The stock market is has sure had its share of ups and downs over the last few years. In fact over the last few years it doesn’t seem like much has really happened. Does this mean that buy and hold is gone for good? Does it still work?
Of course long term investing is still valid. Over the long term stocks tend to go up, just because the last couple of years have been crazy does not mean that it will continue to be that way in the future. All the evidence seems to say that over the long term, stocks go up and become very profitable.
1. There Have Been Lots of Flat Times
Everyone wants to believe that if something happens in the market in the last 3 or 4 years that it predicts what will happen to the market in the next 20 years.
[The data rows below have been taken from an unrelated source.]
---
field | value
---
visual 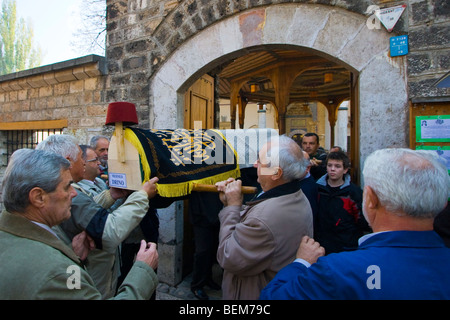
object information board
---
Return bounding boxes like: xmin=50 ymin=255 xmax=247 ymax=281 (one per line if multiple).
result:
xmin=416 ymin=115 xmax=450 ymax=142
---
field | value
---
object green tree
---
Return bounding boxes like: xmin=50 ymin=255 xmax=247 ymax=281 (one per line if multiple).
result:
xmin=0 ymin=0 xmax=42 ymax=75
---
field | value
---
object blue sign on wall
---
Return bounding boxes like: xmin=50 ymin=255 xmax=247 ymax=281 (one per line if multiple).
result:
xmin=390 ymin=36 xmax=408 ymax=57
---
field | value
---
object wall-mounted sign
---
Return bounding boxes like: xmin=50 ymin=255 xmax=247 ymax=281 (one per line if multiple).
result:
xmin=375 ymin=4 xmax=406 ymax=32
xmin=416 ymin=115 xmax=450 ymax=142
xmin=416 ymin=146 xmax=450 ymax=174
xmin=390 ymin=36 xmax=408 ymax=57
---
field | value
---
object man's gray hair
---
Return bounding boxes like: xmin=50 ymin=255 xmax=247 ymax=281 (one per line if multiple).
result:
xmin=89 ymin=135 xmax=109 ymax=149
xmin=363 ymin=148 xmax=450 ymax=218
xmin=268 ymin=135 xmax=309 ymax=181
xmin=36 ymin=134 xmax=80 ymax=161
xmin=3 ymin=149 xmax=70 ymax=213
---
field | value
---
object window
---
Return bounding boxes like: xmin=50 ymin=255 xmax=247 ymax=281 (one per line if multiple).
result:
xmin=0 ymin=120 xmax=68 ymax=166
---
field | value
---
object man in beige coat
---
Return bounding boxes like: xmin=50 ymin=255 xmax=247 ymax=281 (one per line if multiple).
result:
xmin=217 ymin=136 xmax=313 ymax=300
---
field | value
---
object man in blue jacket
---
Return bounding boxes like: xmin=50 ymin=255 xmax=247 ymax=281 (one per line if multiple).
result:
xmin=260 ymin=149 xmax=450 ymax=299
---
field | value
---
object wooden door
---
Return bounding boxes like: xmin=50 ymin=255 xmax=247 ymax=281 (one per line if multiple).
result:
xmin=182 ymin=75 xmax=214 ymax=277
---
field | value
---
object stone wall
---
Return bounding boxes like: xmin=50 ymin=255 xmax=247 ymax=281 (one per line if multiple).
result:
xmin=0 ymin=55 xmax=107 ymax=210
xmin=0 ymin=55 xmax=107 ymax=139
xmin=106 ymin=0 xmax=450 ymax=116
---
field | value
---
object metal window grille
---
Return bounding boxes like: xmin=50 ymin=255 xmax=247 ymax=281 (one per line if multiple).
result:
xmin=6 ymin=129 xmax=63 ymax=162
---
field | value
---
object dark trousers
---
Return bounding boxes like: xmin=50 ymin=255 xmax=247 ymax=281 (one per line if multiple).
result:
xmin=191 ymin=223 xmax=219 ymax=289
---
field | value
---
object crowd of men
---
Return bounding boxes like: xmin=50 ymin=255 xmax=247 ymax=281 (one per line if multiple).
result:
xmin=0 ymin=133 xmax=450 ymax=300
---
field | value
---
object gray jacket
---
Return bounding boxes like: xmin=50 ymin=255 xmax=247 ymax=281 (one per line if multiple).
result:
xmin=0 ymin=211 xmax=158 ymax=300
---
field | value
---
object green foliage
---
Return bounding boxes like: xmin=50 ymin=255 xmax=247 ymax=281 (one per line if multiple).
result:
xmin=0 ymin=0 xmax=42 ymax=75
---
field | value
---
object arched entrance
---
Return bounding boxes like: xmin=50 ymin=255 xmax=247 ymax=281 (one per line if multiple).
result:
xmin=149 ymin=4 xmax=408 ymax=283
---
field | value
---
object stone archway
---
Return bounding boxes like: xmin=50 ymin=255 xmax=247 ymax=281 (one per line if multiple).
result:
xmin=149 ymin=4 xmax=408 ymax=284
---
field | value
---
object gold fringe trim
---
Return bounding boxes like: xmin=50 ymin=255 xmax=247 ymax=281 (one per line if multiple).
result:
xmin=123 ymin=128 xmax=151 ymax=184
xmin=119 ymin=128 xmax=241 ymax=198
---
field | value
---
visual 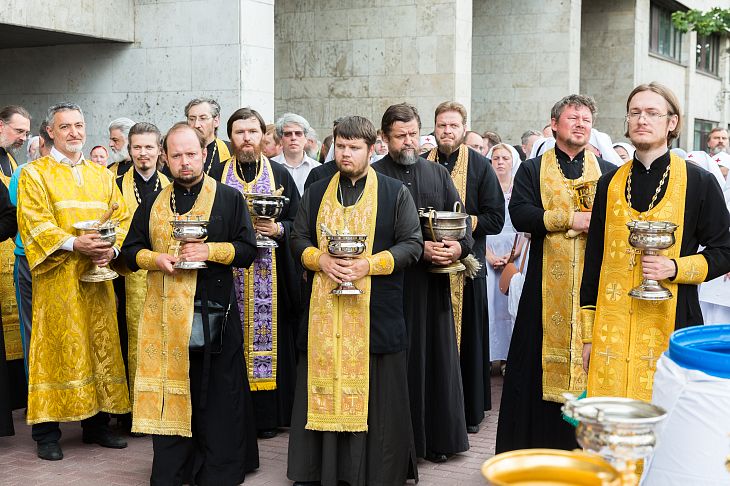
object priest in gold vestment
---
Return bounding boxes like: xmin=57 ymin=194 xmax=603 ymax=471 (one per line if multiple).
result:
xmin=18 ymin=103 xmax=130 ymax=460
xmin=114 ymin=122 xmax=170 ymax=432
xmin=580 ymin=83 xmax=730 ymax=401
xmin=496 ymin=95 xmax=614 ymax=453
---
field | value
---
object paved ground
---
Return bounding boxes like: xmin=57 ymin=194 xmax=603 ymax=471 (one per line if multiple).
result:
xmin=0 ymin=377 xmax=502 ymax=486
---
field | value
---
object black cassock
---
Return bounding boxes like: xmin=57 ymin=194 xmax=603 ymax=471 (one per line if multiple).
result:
xmin=236 ymin=158 xmax=304 ymax=430
xmin=496 ymin=147 xmax=615 ymax=453
xmin=373 ymin=154 xmax=473 ymax=457
xmin=580 ymin=151 xmax=730 ymax=329
xmin=438 ymin=149 xmax=504 ymax=426
xmin=122 ymin=177 xmax=259 ymax=484
xmin=0 ymin=178 xmax=19 ymax=437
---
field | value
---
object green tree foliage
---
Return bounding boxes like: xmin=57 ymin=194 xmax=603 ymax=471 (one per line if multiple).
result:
xmin=672 ymin=7 xmax=730 ymax=35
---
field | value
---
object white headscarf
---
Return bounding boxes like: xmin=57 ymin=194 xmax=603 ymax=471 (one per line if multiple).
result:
xmin=487 ymin=143 xmax=522 ymax=179
xmin=687 ymin=150 xmax=726 ymax=188
xmin=613 ymin=142 xmax=636 ymax=165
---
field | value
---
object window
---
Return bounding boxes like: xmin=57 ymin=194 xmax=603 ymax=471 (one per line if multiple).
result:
xmin=697 ymin=34 xmax=720 ymax=76
xmin=649 ymin=3 xmax=682 ymax=62
xmin=694 ymin=118 xmax=715 ymax=150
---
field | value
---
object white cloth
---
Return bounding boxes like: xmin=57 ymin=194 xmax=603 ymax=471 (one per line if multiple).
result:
xmin=486 ymin=190 xmax=524 ymax=361
xmin=700 ymin=302 xmax=730 ymax=324
xmin=588 ymin=128 xmax=624 ymax=166
xmin=641 ymin=355 xmax=730 ymax=486
xmin=271 ymin=152 xmax=322 ymax=196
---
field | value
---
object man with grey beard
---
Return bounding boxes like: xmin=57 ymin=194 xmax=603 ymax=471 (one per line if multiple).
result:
xmin=372 ymin=103 xmax=473 ymax=462
xmin=108 ymin=117 xmax=135 ymax=177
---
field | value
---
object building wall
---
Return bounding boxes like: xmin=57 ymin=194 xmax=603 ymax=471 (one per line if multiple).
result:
xmin=0 ymin=0 xmax=134 ymax=42
xmin=270 ymin=0 xmax=472 ymax=136
xmin=580 ymin=0 xmax=636 ymax=141
xmin=0 ymin=0 xmax=274 ymax=154
xmin=471 ymin=0 xmax=582 ymax=143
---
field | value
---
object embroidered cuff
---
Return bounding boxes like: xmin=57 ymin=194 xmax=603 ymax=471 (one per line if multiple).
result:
xmin=135 ymin=249 xmax=159 ymax=271
xmin=206 ymin=243 xmax=236 ymax=265
xmin=578 ymin=306 xmax=596 ymax=344
xmin=365 ymin=250 xmax=395 ymax=275
xmin=542 ymin=209 xmax=573 ymax=232
xmin=672 ymin=255 xmax=707 ymax=285
xmin=302 ymin=246 xmax=324 ymax=272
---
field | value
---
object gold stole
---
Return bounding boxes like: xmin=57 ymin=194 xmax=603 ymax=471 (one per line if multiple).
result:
xmin=428 ymin=144 xmax=466 ymax=349
xmin=540 ymin=149 xmax=601 ymax=402
xmin=0 ymin=152 xmax=21 ymax=361
xmin=132 ymin=177 xmax=216 ymax=437
xmin=122 ymin=167 xmax=170 ymax=404
xmin=219 ymin=158 xmax=279 ymax=391
xmin=306 ymin=168 xmax=378 ymax=432
xmin=588 ymin=154 xmax=684 ymax=401
xmin=216 ymin=137 xmax=231 ymax=164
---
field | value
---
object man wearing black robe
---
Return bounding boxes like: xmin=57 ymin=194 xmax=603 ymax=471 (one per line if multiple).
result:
xmin=496 ymin=95 xmax=614 ymax=453
xmin=122 ymin=123 xmax=259 ymax=485
xmin=580 ymin=83 xmax=730 ymax=405
xmin=372 ymin=103 xmax=473 ymax=462
xmin=0 ymin=184 xmax=18 ymax=437
xmin=287 ymin=116 xmax=423 ymax=486
xmin=428 ymin=101 xmax=504 ymax=433
xmin=220 ymin=108 xmax=302 ymax=439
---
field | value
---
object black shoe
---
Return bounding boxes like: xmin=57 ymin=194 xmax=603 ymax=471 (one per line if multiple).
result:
xmin=256 ymin=429 xmax=278 ymax=440
xmin=81 ymin=430 xmax=127 ymax=449
xmin=425 ymin=451 xmax=449 ymax=463
xmin=37 ymin=440 xmax=63 ymax=461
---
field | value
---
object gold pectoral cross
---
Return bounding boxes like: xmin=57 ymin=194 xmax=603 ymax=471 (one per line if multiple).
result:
xmin=626 ymin=247 xmax=642 ymax=270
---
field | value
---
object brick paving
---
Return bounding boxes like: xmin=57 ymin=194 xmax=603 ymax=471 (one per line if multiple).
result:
xmin=0 ymin=377 xmax=502 ymax=486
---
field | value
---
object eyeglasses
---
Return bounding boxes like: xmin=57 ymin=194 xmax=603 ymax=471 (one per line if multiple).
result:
xmin=626 ymin=111 xmax=674 ymax=123
xmin=282 ymin=130 xmax=304 ymax=138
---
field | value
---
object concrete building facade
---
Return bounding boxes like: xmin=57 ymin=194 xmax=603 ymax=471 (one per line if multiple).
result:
xmin=0 ymin=0 xmax=730 ymax=154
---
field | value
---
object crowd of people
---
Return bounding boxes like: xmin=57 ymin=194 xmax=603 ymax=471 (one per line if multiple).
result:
xmin=0 ymin=83 xmax=730 ymax=486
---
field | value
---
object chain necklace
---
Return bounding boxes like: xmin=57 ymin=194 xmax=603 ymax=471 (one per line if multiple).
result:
xmin=337 ymin=181 xmax=365 ymax=233
xmin=555 ymin=156 xmax=586 ymax=211
xmin=205 ymin=139 xmax=218 ymax=175
xmin=626 ymin=163 xmax=672 ymax=220
xmin=132 ymin=174 xmax=162 ymax=204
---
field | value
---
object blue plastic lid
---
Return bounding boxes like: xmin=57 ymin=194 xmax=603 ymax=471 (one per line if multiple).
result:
xmin=667 ymin=324 xmax=730 ymax=378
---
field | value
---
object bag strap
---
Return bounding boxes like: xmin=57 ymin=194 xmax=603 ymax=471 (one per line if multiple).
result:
xmin=520 ymin=238 xmax=530 ymax=273
xmin=507 ymin=233 xmax=520 ymax=263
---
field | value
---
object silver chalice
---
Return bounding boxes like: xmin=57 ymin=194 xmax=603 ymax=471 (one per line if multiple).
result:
xmin=170 ymin=215 xmax=208 ymax=270
xmin=73 ymin=220 xmax=119 ymax=283
xmin=244 ymin=192 xmax=289 ymax=248
xmin=626 ymin=221 xmax=678 ymax=300
xmin=418 ymin=201 xmax=469 ymax=273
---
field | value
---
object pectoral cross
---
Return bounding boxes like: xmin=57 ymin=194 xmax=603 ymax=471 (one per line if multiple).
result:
xmin=641 ymin=348 xmax=657 ymax=370
xmin=626 ymin=247 xmax=641 ymax=270
xmin=596 ymin=346 xmax=618 ymax=366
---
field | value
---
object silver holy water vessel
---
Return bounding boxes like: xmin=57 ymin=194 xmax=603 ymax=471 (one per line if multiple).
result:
xmin=170 ymin=214 xmax=208 ymax=270
xmin=243 ymin=192 xmax=289 ymax=248
xmin=73 ymin=220 xmax=119 ymax=283
xmin=321 ymin=225 xmax=367 ymax=295
xmin=563 ymin=393 xmax=667 ymax=486
xmin=626 ymin=221 xmax=678 ymax=300
xmin=418 ymin=201 xmax=469 ymax=273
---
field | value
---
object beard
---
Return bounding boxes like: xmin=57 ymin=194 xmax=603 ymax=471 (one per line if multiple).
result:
xmin=236 ymin=141 xmax=261 ymax=163
xmin=436 ymin=134 xmax=466 ymax=155
xmin=109 ymin=146 xmax=129 ymax=163
xmin=393 ymin=148 xmax=419 ymax=165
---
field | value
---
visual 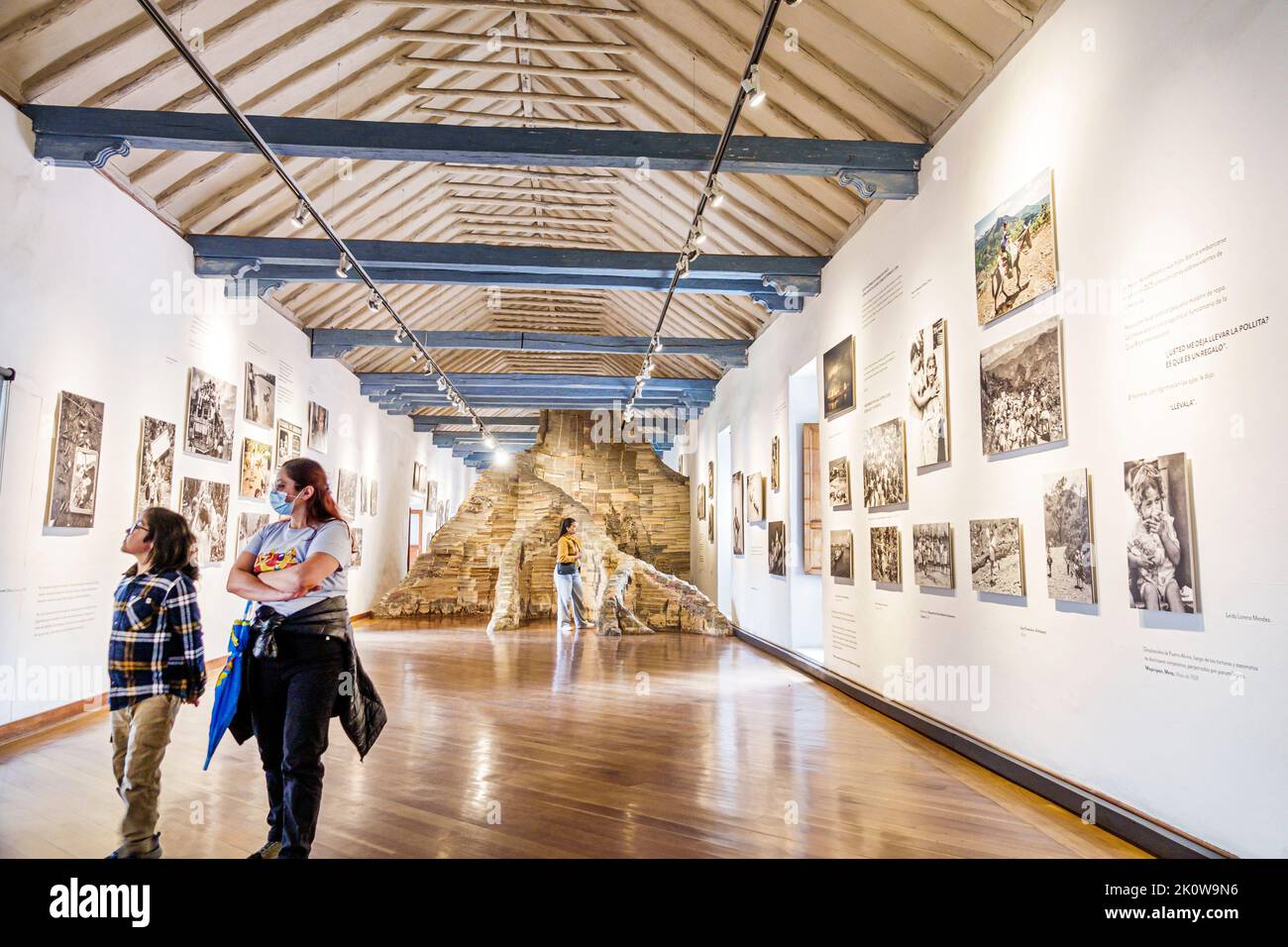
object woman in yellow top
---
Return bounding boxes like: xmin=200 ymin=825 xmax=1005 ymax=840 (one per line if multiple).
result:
xmin=555 ymin=517 xmax=592 ymax=631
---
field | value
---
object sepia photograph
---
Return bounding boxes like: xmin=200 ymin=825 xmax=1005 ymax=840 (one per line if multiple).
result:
xmin=183 ymin=368 xmax=237 ymax=460
xmin=828 ymin=530 xmax=854 ymax=582
xmin=747 ymin=474 xmax=765 ymax=523
xmin=868 ymin=526 xmax=903 ymax=585
xmin=242 ymin=362 xmax=277 ymax=428
xmin=979 ymin=316 xmax=1066 ymax=456
xmin=912 ymin=523 xmax=956 ymax=588
xmin=909 ymin=320 xmax=950 ymax=468
xmin=970 ymin=519 xmax=1024 ymax=595
xmin=309 ymin=401 xmax=331 ymax=454
xmin=863 ymin=417 xmax=909 ymax=510
xmin=134 ymin=417 xmax=177 ymax=517
xmin=975 ymin=167 xmax=1057 ymax=326
xmin=239 ymin=437 xmax=274 ymax=500
xmin=823 ymin=335 xmax=854 ymax=421
xmin=275 ymin=421 xmax=304 ymax=467
xmin=733 ymin=471 xmax=743 ymax=556
xmin=769 ymin=519 xmax=787 ymax=576
xmin=179 ymin=476 xmax=229 ymax=566
xmin=1124 ymin=454 xmax=1199 ymax=614
xmin=46 ymin=391 xmax=106 ymax=530
xmin=1042 ymin=468 xmax=1096 ymax=601
xmin=827 ymin=458 xmax=850 ymax=510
No, there have been lots of times when the market has been trending sideways for years only to break out of it and start going up again.
Investors who have hung onto strong stocks for the long term have made money overall in the stock market in the past. And therefore are likely to do so in the future as well.
2. History Looks Good
Over the long term the major indexes such as the Dow Jones and the S&P have gone up and they continue to go up. In fact, aside from buying at the top of the great depression if you would have invested into strong stocks and held them for 20 years during any point in the past it would have been profitable. History repeats itself more often than not.
If you do take a look at the long term chart of the major indexes you are still not seeing the whole story. They also paid out dividends. These dividends alone can make them better investments then other similar securities like bonds or CDs.
In the end no one can say for absolute certainty that stocks will be profitable or not in the future. The only thing we know for sure is that in the past they were. So keep that in mind when deciding whether to invest or not.